Dramatisch klang die Einladung zum 15. Kölner Ökumenetag. „Es geht um alles“ stand auf dem Flyer. Beruhigender war dann der Nachsatz: „Perspektivwechsel für mutiges Christsein.“ Der Evangelisch-Katholische Arbeitskreis für Ökumene im Stadtbereich Köln, der Evangelische Kirchenverband Köln und Region und der Katholikenausschuss in der Stadt Köln hatten in Zusammenarbeit mit der Melanchthon-Akademie und dem Katholischen Bildungswerk in das Citykirchenzentrum des Antoniterquartiers eingeladen.
In Workshops wurde gelebte Ökumene vorgestellt. Gregor Stiels, Vorsitzender des Katholikenausschusses in der Stadt Köln, diskutierte mit einer Runde im Dachgarten des Antoniterquartiers über das Thema „Die Kirche im Dorf lassen – eine ökumenische Perspektive für einen verlässlichen kirchlichen Ort im Veedel“. Seit 15 Jahren beschäftigten sich die christlichen Kirchen mit dem Thema Mitgliederschwund und damit einhergehend schwindenden finanziellen Mitteln. „Was ist in diesen 15 Jahren passiert? Eigentlich nichts. Das ist ernüchternd“, so Stiels.
Angesichts der vollzogenen und bevorstehenden Schließungen von Kirchen müsse es in naher Zukunft darum gehen, mindestens eine christliche Kirche vor Ort zu erhalten. „86 Veedel, 86 Kirchen muss unser Motto sein.“ Kirchorte müssten erhalten bleiben. Natürlich um Gottesdienste zu feiern, aber auch, um sich zu versammeln und zu treffen. „Wir sind nicht davon abhängig, dass wir die Orte selbst bauen“, sagte Stiels. Er verwies auf die bestehenden ökumenischen Partnerschaften von Gemeinden, die zum Teil bereits in Verträge gegossen worden seien.
Staatlich verordnete Partnerschaften wie im Altenberger Dom? Freiwilligkeit vor Ort sei aus Stiels Sicht der bessere Weg. Aber: „Niemand soll seine Identität verlieren. Und es geht nicht darum, durch die Hintertür in einer anderen Gemeinde etwas einzuführen. Und um Friede, Freude, Eierkuchen geht es schon gar nicht.“ Man könne viele Fehler machen bei der Kommunikation mit der jeweiligen Gemeinde, wenn man eine Kirche schließe. Wenn man sich zu einer ökumenischen Gemeinschaft mit einer Kirche entschließe, seien nicht zuletzt rechtliche Frage zu beachten. „Wem gehört die Kirche?“
Der erste ökumenische Partnerschaftsvertrag Kölns
Dr. Hans-Georg Link, 20 Jahre evangelischer Ökumenepfarrer in Köln, erinnerte daran, dass vor 25 Jahren in Neubrück der erste ökumenische Partnerschaftsvertrag Kölns unterzeichnet wurde.

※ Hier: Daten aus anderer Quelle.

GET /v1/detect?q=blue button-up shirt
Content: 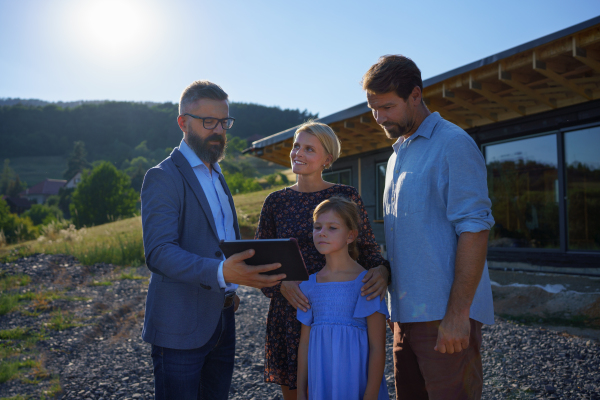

Dr. Ulrike Wehling, Presbyterin aus Bayenthal, beschrieb die Schwierigkeiten vor Ort. Ihre Gemeinde aus Bayenthal habe eine Zeitlang sehr gute Beziehungen zu den katholischen Nachbargemeinden gepflegt. Dies sei komplizierter geworden angesichts der Sendungsräume, in die die katholischen Partner aufgegangen seien. Wehling vermisst Ansprechpartner und –partnerinnen.
Rainer Will, stellvertretender Leiter des Katholischen Bildungswerkes, räumte ein, dass Partnerschaften schwieriger würden angesichts der pastoralen Einheiten, die immer größer würden. „Wir müssen uns in den Veedeln auf neuen Ebenen zusammenfinden.“ Was die größeren ökumenischen Projekte angehe, sei man gut unterwegs. Als Beispiele nannte er die ökumenischen Brückenwege und die Taufbeckenwege.
„Die Ökumene vor Ort lebt“, legte sich Stiels fest. Im Scharnierkreis, in dem er sich regelmäßig mit Stadtsuperintendent Bernhard Seiger austauscht und anderen, denen die Ökumene am Herzen liegt, habe man mal die „Entwicklungen der katholischen und evangelischen Kirche nebeneinander gelegt“. Und dabei habe man sich die Frage gestellt: „Welche Liegenschaften müssen wir aufgeben?“ Die evangelischen Gemeinden seien da weiter. Bis 2026 müssten die eine Planung vorlegen, welche Gebäude wirtschaftlich darstellbar energetisch saniert werden können. Die katholische Kirche behandele solche Fragen sehr hierarchisch. Deshalb liefen da große Strukturveränderungen häufig ins Leere.
Dagegen entschieden die evangelischen Gemeinden konkret vor Ort über ihre Belange. Um überhaupt mal einen Überblick zu bekommen, wo die katholische und die evangelische Kirche in Köln Gebäude unterhalten, habe man im Scharnierkreis eine digitale interaktive Karte erarbeitet. „Die ist in Kürze fertig“, so Stiels.
Festzuhalten sei, dass es bereits Veedel gebe, in denen es schwierig werde, einen Kirchort zu erhalten. Als Beispiel nannte Stiels Merkenich. Das evangelische Gemeindezentrum sei bereits entwidmet, die katholische Kirche St. Brictius kaum mehr zu halten. Dr. Ulrike Wehling nannte die Räume der Bayenthaler Gemeinde als Beispiel. „Die nutzen wir seit Jahren für Zwecke, die mit Kirche nichts zu tun haben. Wie gehen wir Christen raus aus unseren Räumen? Wie wollen wir uns zeigen?“ Häufig, so die Wahrnehmung von Achim Gessler aus der katholischen Gemeinde in Lövenich, wisse man nicht, welche Gruppen Gemeinderäume bespielten. „Da hat irgendwann mal jemand einen Schlüssel bekommen. Und jetzt treffen sich die Leute ziemlich eigenständig.“
Stiels verwies auf die Gemeinde von Franz Meurer in Vingst: „Da hat jeder einen Schlüssel.“ Ein Diskussionsteilnehmer berichtete aus dem Sendungsraum in Pulheim. „Da schaffen es die Pfarrgemeinderäte noch nicht einmal, einen gemeinsamen Gemeindebrief auf den Weg zu bringen.“ Da sei der Weg zur ökumenischen Partnerschaft noch sehr weit.